As to this 'mindblindness', I have a very full and deeply felt range of emotions- it just takes me a little while to interpret and label what they are. The psychologist explained that this was due to reduced connections, a minimised corpus callosum, between the right and left hemispheres. If it takes me a while to work out my own feelings, then of course it's going to take me a commensurate time to work out others' feelings and motivations. I just cannot play the devious games that a large portion of the population seems to thrive on. Tell me, in a real fix, who would you prefer to have on your side? Someone who has a propensity to being two-faced and manipulative or someone who is upfront, honest to the core?

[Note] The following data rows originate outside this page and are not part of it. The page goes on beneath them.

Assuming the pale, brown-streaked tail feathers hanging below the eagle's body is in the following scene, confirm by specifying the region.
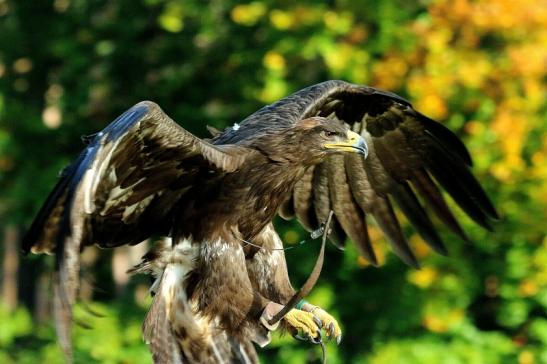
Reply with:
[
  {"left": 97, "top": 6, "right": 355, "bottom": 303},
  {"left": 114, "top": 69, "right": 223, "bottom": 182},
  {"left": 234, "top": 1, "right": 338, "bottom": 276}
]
[{"left": 134, "top": 239, "right": 258, "bottom": 364}]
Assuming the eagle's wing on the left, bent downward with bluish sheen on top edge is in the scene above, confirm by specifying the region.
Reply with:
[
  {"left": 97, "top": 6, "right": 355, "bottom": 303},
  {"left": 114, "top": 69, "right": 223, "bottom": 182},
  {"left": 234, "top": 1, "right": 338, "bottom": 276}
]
[{"left": 23, "top": 101, "right": 250, "bottom": 358}]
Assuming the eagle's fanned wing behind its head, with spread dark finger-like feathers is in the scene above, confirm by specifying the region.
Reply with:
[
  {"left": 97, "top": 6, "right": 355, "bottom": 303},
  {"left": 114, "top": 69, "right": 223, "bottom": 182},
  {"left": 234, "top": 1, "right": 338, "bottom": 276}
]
[{"left": 214, "top": 81, "right": 498, "bottom": 266}]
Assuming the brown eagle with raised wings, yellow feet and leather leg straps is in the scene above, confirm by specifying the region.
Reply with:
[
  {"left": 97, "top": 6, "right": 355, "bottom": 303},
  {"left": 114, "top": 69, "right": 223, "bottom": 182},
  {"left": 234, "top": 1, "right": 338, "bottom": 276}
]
[{"left": 22, "top": 80, "right": 498, "bottom": 363}]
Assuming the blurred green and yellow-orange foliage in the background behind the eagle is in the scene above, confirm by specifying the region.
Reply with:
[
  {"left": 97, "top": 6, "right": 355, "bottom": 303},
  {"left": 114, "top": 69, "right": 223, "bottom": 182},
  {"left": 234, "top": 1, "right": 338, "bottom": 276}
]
[{"left": 0, "top": 0, "right": 547, "bottom": 364}]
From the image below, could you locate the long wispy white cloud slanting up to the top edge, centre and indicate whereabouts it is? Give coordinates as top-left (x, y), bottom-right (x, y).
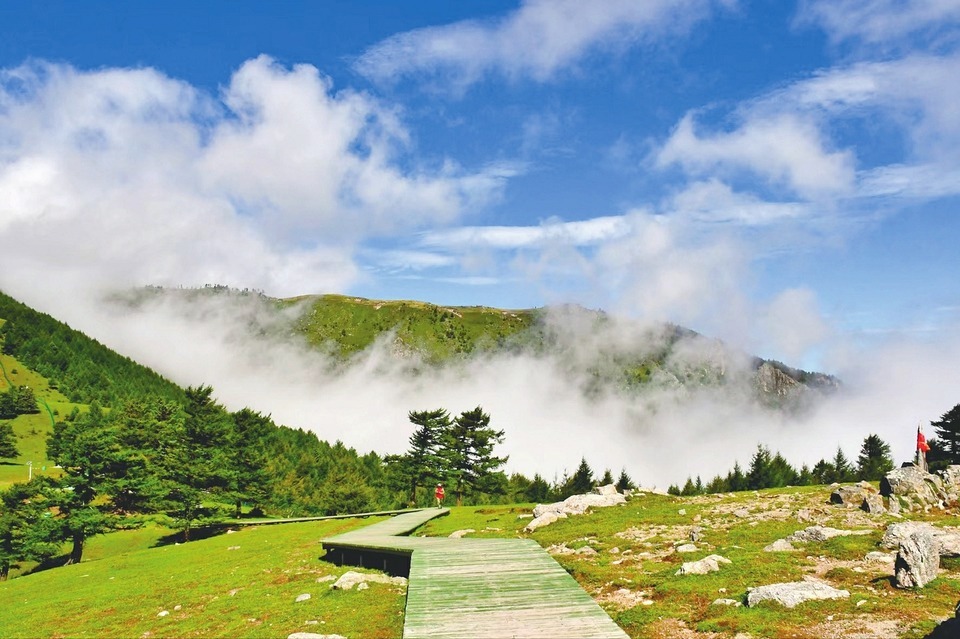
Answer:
top-left (356, 0), bottom-right (731, 86)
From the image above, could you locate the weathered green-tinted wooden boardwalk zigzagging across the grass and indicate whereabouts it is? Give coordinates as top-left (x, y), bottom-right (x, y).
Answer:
top-left (323, 509), bottom-right (627, 639)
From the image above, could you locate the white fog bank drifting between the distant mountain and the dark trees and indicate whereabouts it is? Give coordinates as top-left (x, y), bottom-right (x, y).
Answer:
top-left (3, 282), bottom-right (960, 488)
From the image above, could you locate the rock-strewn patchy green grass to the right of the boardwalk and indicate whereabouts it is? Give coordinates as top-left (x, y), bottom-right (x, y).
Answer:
top-left (417, 486), bottom-right (960, 639)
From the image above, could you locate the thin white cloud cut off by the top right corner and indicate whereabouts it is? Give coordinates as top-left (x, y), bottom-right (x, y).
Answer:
top-left (798, 0), bottom-right (960, 46)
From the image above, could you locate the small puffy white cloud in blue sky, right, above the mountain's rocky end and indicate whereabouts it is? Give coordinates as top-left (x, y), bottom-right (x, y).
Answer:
top-left (656, 113), bottom-right (854, 198)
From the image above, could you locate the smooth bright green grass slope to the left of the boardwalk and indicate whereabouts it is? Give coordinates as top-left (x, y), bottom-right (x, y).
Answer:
top-left (0, 519), bottom-right (404, 639)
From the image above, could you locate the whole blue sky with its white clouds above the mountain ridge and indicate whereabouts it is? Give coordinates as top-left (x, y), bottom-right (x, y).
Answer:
top-left (0, 0), bottom-right (960, 370)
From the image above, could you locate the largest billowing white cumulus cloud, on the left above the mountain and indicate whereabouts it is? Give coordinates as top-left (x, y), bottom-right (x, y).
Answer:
top-left (0, 56), bottom-right (516, 308)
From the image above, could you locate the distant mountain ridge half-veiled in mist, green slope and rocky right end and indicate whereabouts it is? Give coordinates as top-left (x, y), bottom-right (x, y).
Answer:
top-left (107, 285), bottom-right (840, 406)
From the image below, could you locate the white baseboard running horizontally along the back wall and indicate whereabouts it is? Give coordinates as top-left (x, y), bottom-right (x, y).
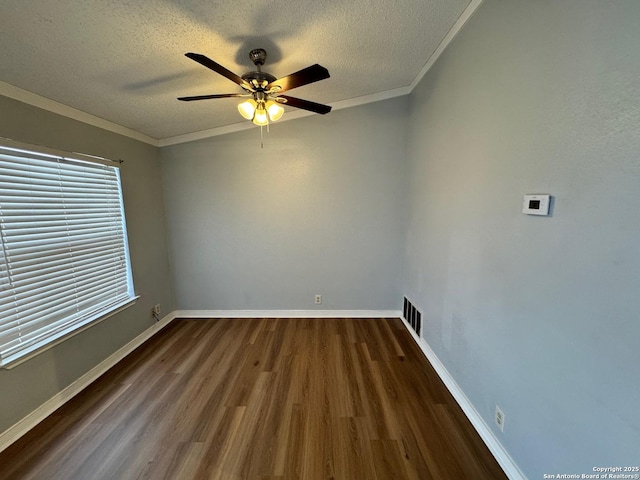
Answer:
top-left (174, 310), bottom-right (402, 318)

But these are simplistic ways of putting it. Understanding of AS, even amongst those who consider themselves to be experts, is rudimentary and very much in its infancy. It's my belief that we're going to find that some day AS brains will be credited with some and even many of the world's greatest achievements. Now that experts are beginning to attribute autistic traits to such as Einstein, Mozart, Dickinson, Austen, Jefferson, Thoreau, Spielberg, Gore et al I think we're going to have to revisit just what it is that bugs us about smart, naive, honest, straightforward folks who mostly see the world and think very differently from the majority.